Oliver Hazard Payne was born on July 21, 1839, in Cleveland, Ohio. He was the son of Henry B. Payne, a businessman, U.S. Representative and U.S. Senator, and Mary (née Perry) Payne, who was a member of the Perry family. He was named for Oliver Hazard Perry. He was the uncle of William Payne Whitney and Harry Payne Whitney. He was also the uncle of Congresswoman Frances Payne Bolton.

Payne was educated at the Phillips Academy in Andover, Massachusetts, where he graduated in 1859. He attended Yale College, where he was a member of Delta Kappa Epsilon.

==Career==
In 1861, at the outbreak of the American Civil War of 1861–1865, Payne enlisted in the Union Army. By 1863, he was colonel of the 124th Ohio Infantry. He was Brevetted Brigadier General March 13, 1865.

Payne began his career shortly after the war, investing in iron and then oil refining. His oil interests were the first acquired by Standard Oil, and he became a trustee of that firm. He was charged with bribing members of the Ohio Legislature to attain a Senate seat for his father (before the U.S. Senate was directly elected), and with bribing the Democratic Party to name his brother-in-law United States Secretary of the Navy, though the charges were dropped.

==Personal life==

Payne was a yachtsman. He chartered the steam yacht Eleanor in 1897 and liked her so well that he contracted with her builder, Bath Iron Works, to build an even larger yacht along the same lines. Payne's steam yacht Aphrodite was the largest yacht ever built in the United States when she was launched in 1898. Aphrodite was one of the finest yachts of the time with Payne making a round the world cruise aboard and took the yacht to Europe every summer from 1908 until outbreak of war in 1914 limited his cruises to American waters.
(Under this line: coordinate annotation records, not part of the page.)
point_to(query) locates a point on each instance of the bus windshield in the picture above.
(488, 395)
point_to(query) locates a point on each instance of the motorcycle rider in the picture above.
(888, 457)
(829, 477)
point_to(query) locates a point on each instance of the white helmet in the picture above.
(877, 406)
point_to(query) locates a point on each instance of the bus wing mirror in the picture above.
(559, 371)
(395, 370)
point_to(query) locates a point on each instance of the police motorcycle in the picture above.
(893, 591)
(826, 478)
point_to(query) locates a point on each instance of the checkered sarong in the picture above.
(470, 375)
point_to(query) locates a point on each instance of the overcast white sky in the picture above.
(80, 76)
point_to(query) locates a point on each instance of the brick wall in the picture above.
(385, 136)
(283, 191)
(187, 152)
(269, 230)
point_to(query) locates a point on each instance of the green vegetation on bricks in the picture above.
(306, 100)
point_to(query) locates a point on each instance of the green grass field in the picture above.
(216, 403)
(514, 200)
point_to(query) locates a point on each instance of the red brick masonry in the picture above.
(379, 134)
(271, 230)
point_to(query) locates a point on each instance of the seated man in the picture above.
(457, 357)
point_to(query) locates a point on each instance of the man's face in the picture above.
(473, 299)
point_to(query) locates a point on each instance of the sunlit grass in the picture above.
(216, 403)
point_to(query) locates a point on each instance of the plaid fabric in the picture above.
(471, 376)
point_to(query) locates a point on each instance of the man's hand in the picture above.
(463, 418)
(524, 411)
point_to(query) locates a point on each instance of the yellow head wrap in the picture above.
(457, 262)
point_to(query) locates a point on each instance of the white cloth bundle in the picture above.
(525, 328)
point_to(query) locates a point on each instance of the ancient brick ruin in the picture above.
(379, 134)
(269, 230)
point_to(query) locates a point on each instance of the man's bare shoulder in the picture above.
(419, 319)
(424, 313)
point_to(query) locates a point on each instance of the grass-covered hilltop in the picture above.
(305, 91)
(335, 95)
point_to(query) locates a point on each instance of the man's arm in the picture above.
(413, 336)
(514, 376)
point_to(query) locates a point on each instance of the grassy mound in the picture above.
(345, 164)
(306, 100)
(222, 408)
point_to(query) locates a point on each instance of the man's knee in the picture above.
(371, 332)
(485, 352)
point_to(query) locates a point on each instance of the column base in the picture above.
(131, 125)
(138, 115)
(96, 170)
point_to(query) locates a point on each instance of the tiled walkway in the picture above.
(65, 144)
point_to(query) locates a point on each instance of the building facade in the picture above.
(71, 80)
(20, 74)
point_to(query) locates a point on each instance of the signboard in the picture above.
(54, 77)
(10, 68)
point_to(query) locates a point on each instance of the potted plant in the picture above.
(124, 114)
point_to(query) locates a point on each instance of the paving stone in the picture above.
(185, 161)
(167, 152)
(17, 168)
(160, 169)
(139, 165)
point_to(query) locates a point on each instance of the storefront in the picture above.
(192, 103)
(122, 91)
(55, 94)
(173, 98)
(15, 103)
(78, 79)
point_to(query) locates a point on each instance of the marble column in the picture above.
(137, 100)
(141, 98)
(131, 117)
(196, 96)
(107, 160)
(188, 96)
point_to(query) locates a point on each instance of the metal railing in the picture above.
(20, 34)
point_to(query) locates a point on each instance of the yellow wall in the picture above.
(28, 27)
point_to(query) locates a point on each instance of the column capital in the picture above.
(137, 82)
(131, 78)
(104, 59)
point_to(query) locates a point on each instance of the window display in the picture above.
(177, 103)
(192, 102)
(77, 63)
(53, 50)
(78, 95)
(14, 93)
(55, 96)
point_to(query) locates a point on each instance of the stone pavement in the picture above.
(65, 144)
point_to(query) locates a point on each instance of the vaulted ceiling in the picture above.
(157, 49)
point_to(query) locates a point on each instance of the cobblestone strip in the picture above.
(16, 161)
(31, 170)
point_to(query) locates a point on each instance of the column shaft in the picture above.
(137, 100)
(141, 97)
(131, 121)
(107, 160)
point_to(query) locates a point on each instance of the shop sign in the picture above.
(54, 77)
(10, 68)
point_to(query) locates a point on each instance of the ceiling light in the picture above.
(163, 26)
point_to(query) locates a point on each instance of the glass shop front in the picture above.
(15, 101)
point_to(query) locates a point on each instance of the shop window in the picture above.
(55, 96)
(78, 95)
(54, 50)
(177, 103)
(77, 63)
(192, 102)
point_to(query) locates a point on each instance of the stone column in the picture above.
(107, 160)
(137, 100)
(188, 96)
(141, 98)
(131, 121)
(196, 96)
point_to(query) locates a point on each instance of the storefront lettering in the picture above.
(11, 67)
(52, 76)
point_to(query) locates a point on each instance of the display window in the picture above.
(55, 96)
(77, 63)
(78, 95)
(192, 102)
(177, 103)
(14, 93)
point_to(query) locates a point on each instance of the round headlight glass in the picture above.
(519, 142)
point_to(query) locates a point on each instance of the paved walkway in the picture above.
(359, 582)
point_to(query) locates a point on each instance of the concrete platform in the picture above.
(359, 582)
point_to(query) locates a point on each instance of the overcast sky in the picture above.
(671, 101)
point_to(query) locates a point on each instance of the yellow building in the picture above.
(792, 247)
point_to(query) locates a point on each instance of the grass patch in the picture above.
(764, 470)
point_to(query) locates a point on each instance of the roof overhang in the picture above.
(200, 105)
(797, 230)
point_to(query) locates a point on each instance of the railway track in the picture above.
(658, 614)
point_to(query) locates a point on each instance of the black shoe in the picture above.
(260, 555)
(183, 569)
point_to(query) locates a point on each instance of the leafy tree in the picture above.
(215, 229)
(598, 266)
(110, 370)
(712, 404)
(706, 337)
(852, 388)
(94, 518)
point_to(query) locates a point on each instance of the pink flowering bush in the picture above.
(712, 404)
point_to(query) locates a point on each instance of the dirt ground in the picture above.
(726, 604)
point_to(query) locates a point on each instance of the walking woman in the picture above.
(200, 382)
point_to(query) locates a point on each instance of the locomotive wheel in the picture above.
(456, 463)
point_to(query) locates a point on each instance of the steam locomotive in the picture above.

Payne died at his home, 852 Fifth Avenue in New York City, on June 27, 1917. He was buried at Lake View Cemetery in Cleveland, Ohio. His estate was valued at in excess of $32,000,000.

His estate at the hamlet of West Park, New York, known as the Col. Oliver Hazard Payne Estate, was listed on the National Register of Historic Places in 2002 and is now the home of Marist College's Raymond A. Rich Institute for Leadership Development.